25 janvier 2011

La Résidence

Donc oui, depuis mon retour dans l'espace Schengen j'ai travaillé au Parc tous les soirs. Et ce n'est pas parce que c'est relâche au théâtre le lundi que j'ai arrêté pour autant. Lundi, j'avais un autre boulot qui commençait. Vu mon poste à mi-temps au Parc je peux me permettre de travailler ailleurs aussi.

Lundi je suis partie à Cosnes-et-Romain. C'est une petite ville de rien du tout dans le nord de la France, en Lorraine, à 10 minutes du Luxembourg et 10 minutes des Ardennes belges. Je vous écris de là, justement.

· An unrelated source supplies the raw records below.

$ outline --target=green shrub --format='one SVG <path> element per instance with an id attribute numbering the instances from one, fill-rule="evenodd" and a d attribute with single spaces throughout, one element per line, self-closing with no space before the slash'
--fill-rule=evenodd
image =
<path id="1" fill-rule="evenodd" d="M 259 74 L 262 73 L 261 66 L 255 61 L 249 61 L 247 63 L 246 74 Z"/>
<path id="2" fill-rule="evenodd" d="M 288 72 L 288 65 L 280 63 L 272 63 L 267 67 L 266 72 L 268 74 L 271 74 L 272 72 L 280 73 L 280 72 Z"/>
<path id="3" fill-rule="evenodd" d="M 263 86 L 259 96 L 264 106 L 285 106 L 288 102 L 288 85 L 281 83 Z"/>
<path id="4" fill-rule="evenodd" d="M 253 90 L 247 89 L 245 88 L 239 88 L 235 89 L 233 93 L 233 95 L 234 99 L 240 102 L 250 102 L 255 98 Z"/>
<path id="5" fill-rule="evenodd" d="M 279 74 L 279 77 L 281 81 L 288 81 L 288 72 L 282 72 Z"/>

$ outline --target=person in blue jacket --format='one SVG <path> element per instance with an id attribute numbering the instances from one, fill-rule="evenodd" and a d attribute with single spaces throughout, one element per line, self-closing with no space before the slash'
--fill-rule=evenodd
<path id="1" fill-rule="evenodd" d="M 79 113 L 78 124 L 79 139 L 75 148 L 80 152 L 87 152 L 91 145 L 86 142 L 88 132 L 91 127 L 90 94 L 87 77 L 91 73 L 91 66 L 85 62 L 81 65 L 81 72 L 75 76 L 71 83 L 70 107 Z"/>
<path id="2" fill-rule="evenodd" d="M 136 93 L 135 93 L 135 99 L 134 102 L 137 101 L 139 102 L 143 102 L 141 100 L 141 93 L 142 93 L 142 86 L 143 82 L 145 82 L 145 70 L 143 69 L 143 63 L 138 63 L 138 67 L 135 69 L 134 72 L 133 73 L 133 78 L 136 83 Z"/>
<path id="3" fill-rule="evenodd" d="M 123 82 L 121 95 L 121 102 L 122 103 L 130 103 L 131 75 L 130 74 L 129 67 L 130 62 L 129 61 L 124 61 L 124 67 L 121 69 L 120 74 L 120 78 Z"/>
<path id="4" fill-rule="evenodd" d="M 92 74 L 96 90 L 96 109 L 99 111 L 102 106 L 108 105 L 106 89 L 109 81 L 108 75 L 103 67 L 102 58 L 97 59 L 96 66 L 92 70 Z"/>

J'ai évoqué dans un blog précédent mon travail sur une pièce de théâtre, il y a de cela deux ans. Un collègue de classe comédien et metteur en scène montait un texte du Portugais Pessoa, L'heure du diable. Il m'avait alors demandé de faire le travail scénographique. À l'époque, c'était une étape de travail. Nous l'avions présenté devant un public, mais comme work in progress.




Ça vous dit quelque chose? On l'a rejoué en octobre dernier, une date dans un festival.

Cette fois, nous avons une semaine de résidence dans un théâtre pour pousser le travail plus loin, l'aboutir. Depuis deux ans beaucoup de choses ont changées, dont l'équipe et notre vision du texte. Et comme je m'occupe de l'espace et que je souhaite profiter du lieu où la pièce est jouée, mon décor doit à chaque fois s'adapter, changer de forme, et bien sûr, servir les comédiens dont le travail évolue toujours.

Nous sommes super heureux. Nous avons une grosse semaine pour se consacrer qu'au travail. Nous logeons directement dans le théâtre, nous avons quelqu'un qui nous prépare à manger tous les jours, nous passons tout notre temps sur le plateau. Un petit côté camp de vacances mêlé à un gros côté travail intensif.

Le théâtre appartient à un couple. Ils sont charmants. Le théâtre est situé dans la zone industrielle de la ville, et aujourd'hui, lors de la prise des photos, il faisait un temps typique d'ici. Comme vous voyez, il est difficile d'être tenté par autre chose que le travail.